God didn’t take me to St. Louis to leave me. I knew I could prosper in this place. I knew there was a hope and a future for me. I knew that I could seek God and find Him if I did it with all my heart.
2. Know who I am and whose I am. I had always defined myself as a teacher and I strove to do the best I could, but I didn’t necessarily do it for God. If I had been honest my efforts I would have seen that it was to please my students and impress my colleagues. It was time I defined myself as God’s child and go after the promises that comes with it.
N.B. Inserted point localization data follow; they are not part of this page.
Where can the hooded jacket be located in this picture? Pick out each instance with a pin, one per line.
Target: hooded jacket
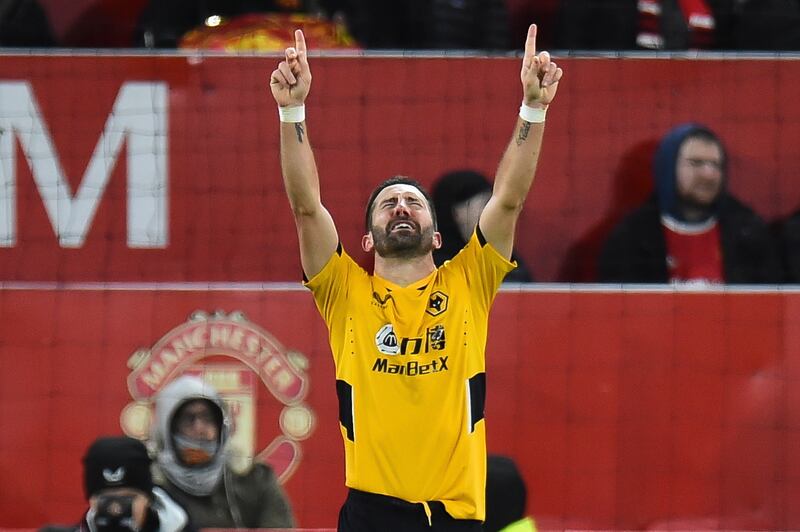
(636, 250)
(213, 494)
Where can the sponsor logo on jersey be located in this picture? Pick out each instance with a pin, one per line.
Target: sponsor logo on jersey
(437, 304)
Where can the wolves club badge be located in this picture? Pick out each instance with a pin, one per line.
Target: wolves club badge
(263, 384)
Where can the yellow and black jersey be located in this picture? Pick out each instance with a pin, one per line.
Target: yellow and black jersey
(410, 375)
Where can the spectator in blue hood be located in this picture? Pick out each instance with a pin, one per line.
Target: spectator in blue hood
(692, 229)
(458, 199)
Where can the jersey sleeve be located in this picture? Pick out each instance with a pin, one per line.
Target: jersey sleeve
(482, 266)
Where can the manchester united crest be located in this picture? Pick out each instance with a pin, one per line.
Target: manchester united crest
(263, 384)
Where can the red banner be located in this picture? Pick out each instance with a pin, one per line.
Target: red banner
(165, 168)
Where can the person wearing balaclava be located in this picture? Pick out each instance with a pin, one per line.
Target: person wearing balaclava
(692, 230)
(122, 498)
(191, 432)
(458, 199)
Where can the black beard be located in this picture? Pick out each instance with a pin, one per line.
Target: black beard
(404, 244)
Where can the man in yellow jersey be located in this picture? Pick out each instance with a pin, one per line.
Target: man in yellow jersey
(408, 341)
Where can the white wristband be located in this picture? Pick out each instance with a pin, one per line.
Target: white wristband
(293, 114)
(532, 114)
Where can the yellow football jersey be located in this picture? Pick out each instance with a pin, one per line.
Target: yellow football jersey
(410, 376)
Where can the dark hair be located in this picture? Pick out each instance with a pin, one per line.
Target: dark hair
(397, 180)
(703, 133)
(114, 462)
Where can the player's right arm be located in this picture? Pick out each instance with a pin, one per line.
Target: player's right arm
(290, 83)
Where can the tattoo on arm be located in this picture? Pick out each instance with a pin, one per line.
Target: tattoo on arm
(524, 129)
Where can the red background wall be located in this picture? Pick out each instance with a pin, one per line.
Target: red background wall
(370, 118)
(625, 410)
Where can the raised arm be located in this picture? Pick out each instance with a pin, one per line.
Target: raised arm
(540, 77)
(290, 83)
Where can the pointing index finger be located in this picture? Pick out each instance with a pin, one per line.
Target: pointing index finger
(530, 42)
(299, 41)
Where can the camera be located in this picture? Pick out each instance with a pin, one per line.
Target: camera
(114, 513)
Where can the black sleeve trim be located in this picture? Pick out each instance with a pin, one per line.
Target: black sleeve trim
(338, 252)
(345, 394)
(477, 399)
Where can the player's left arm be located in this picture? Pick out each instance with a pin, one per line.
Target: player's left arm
(540, 77)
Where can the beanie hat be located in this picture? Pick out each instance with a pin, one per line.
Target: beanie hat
(116, 462)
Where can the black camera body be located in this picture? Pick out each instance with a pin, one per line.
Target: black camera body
(114, 513)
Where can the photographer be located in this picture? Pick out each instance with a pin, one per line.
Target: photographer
(121, 494)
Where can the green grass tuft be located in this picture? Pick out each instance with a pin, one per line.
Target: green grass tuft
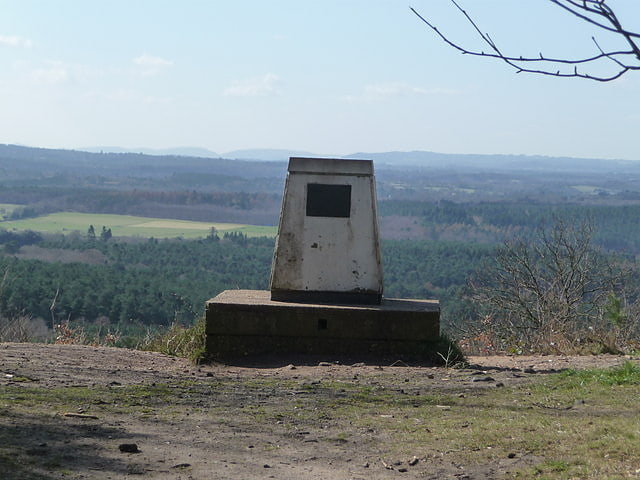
(180, 341)
(626, 374)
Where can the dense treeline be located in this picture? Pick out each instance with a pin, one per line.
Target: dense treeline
(156, 282)
(153, 282)
(615, 226)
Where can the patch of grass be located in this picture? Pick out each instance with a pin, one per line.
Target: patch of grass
(626, 374)
(180, 341)
(126, 225)
(7, 209)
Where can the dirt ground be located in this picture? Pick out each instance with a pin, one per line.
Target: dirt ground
(193, 442)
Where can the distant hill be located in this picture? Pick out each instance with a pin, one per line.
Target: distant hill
(474, 162)
(268, 154)
(178, 151)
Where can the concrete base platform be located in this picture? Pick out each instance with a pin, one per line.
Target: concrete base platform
(248, 322)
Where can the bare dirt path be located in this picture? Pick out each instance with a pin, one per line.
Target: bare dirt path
(67, 410)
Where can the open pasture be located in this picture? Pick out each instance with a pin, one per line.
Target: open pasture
(6, 209)
(131, 226)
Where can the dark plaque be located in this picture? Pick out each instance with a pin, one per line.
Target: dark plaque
(328, 200)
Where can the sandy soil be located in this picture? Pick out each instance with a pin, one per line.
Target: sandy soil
(188, 444)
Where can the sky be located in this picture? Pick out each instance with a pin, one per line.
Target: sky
(331, 77)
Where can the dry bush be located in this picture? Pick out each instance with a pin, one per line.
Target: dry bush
(553, 293)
3. I got out there and found friends. It was both freeing and hard to get out of my funk because that meant that I couldn’t feel sorry for myself and instead I had to put myself out there. But God brought women into my life who were also feeling a little funky in their funks. He brought people who were starved for intentional and nurturing community. We talked about our funks and we saw each other through. And it was cool.
4. I decided to pursue my God-given gifting. I would forever wander and trip over myself unless I found out what the heck I was doing here. (more on this later.)
Maybe you’ve just finished your renovation (whether you’re cleaning out a drawer or knocking down a house, this is all of us), or are getting ready to move, or have moved, or are getting ready to go to Home Goods and come back and watch too much Netflix. Girl, I feel you. Hear me when I say that. No one is here to judge or put any shame in your game.
But take a long look at where God has put you. What’s your unique and specific context, and how does He want to use you there? Maybe it’s time to take His Word at face value, or find some new friends, or live your life like you are the daughter of a King and shake off some really ugly habits. Your gifting and context is as unique as your fingerprints. You are the first and last you, and this is your first and last life. Preach the Gospel to yourself, and get out and get going.